Once in place, the device is then rolled out into the more effective paddle shape like a teeny tiny air mattress up to 60 micrometers thick, with just a small squirt of air or liquid.

full device with string and needle 2The full device (top), shown in rolled up and unrolled shape (bottom). (Woodington et al., Sci. Adv., 2021)

This clever application is possible because the research team combined two paradigms in their design - flexible electronics that allow for a device to change its shape after implantation, and the addition of microfluidic channels for inflating it.

"Thin-film electronics aren't new, but incorporating fluid chambers is what makes our device unique – this allows it to be inflated into a paddle-type shape once it is inside the patient," explained engineer Christopher Proctor, also from the University of Cambridge.

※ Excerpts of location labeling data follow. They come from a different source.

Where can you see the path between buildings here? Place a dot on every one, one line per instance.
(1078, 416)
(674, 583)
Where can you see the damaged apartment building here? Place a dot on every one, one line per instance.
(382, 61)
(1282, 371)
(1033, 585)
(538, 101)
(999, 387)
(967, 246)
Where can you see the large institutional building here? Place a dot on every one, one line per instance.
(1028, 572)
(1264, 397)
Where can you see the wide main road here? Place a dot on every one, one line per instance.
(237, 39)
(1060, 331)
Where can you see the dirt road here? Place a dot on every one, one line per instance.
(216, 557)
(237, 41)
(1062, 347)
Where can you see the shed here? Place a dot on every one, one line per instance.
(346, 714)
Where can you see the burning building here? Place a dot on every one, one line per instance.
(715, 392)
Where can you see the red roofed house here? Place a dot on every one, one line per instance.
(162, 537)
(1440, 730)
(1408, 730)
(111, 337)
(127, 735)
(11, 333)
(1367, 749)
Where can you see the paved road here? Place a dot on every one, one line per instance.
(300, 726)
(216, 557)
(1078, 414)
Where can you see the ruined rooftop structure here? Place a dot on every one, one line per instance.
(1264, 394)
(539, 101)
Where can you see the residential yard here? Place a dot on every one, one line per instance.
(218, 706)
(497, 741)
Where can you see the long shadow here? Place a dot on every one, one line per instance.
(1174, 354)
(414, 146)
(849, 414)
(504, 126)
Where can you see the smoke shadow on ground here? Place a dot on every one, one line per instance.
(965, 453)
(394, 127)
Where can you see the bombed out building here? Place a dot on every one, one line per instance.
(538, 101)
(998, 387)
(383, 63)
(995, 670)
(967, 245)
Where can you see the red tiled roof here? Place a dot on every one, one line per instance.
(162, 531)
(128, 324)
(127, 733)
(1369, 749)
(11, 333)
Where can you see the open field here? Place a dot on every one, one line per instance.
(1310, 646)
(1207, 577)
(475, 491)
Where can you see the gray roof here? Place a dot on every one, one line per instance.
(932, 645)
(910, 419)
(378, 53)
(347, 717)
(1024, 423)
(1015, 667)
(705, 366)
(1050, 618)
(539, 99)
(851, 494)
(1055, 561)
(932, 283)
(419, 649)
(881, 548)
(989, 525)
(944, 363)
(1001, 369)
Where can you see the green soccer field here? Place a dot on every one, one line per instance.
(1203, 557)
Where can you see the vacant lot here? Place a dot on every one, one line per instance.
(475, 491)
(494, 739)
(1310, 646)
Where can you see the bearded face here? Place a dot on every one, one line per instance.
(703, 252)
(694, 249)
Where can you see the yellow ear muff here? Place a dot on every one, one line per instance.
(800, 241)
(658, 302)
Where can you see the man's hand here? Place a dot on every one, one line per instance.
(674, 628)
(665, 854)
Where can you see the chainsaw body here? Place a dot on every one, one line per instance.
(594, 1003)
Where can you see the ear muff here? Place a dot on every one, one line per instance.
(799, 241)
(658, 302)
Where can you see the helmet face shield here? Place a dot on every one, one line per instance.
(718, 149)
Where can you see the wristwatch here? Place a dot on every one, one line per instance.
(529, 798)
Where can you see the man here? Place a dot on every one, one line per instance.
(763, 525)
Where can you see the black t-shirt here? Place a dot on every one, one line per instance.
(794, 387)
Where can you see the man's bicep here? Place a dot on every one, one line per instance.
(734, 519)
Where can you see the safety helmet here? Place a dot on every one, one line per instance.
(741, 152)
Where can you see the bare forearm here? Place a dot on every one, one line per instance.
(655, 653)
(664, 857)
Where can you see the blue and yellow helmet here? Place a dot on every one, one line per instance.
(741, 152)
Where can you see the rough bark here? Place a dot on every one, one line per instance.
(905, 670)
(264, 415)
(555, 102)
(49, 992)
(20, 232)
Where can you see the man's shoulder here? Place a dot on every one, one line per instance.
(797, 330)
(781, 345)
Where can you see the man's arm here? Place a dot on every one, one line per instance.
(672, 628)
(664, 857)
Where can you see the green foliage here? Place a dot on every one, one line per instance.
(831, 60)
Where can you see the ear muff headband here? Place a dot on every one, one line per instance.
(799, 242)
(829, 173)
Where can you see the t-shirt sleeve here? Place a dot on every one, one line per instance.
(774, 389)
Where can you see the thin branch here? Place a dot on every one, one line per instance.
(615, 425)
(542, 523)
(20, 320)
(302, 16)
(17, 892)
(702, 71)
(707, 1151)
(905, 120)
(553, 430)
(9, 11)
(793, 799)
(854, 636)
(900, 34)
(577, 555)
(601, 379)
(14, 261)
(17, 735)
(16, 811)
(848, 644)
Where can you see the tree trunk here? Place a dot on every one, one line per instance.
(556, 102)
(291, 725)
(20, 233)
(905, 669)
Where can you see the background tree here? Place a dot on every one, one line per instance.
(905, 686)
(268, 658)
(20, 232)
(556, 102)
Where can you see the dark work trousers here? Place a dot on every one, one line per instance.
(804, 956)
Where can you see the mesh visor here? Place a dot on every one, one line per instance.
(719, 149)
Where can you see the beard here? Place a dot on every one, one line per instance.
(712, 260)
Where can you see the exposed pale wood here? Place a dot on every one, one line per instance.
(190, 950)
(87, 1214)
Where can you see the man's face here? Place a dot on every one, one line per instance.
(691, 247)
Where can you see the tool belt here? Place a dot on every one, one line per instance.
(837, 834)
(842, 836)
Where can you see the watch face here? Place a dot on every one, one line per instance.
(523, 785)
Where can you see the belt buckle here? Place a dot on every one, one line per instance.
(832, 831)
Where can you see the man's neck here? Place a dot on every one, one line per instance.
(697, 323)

The team tested their device in vitro, using a model of a spinal column to see how the electrodes would perform after all that rolling and inflating, and achieved excellent results. They then proceeded to validate the design with implantation surgeries on human cadavers donated to science.

"The intention behind this was to validate the underlying mode of operation for the device and to test its mechanical capability," the team wrote in their study.

Overall, the researchers believe that their design - already patented by the commercialization arm of the University of Cambridge - could not only reduce the need for invasive surgery to deliver life-changing SCS therapy to people living with severe pain, but enhances the availability of such devices for future applications.

"We envisage a device that could cover a much larger area while retaining a small insertion footprint, offering a new paradigm for central nervous system interfaces," they wrote.

The study describing the new design was published in Science Advances.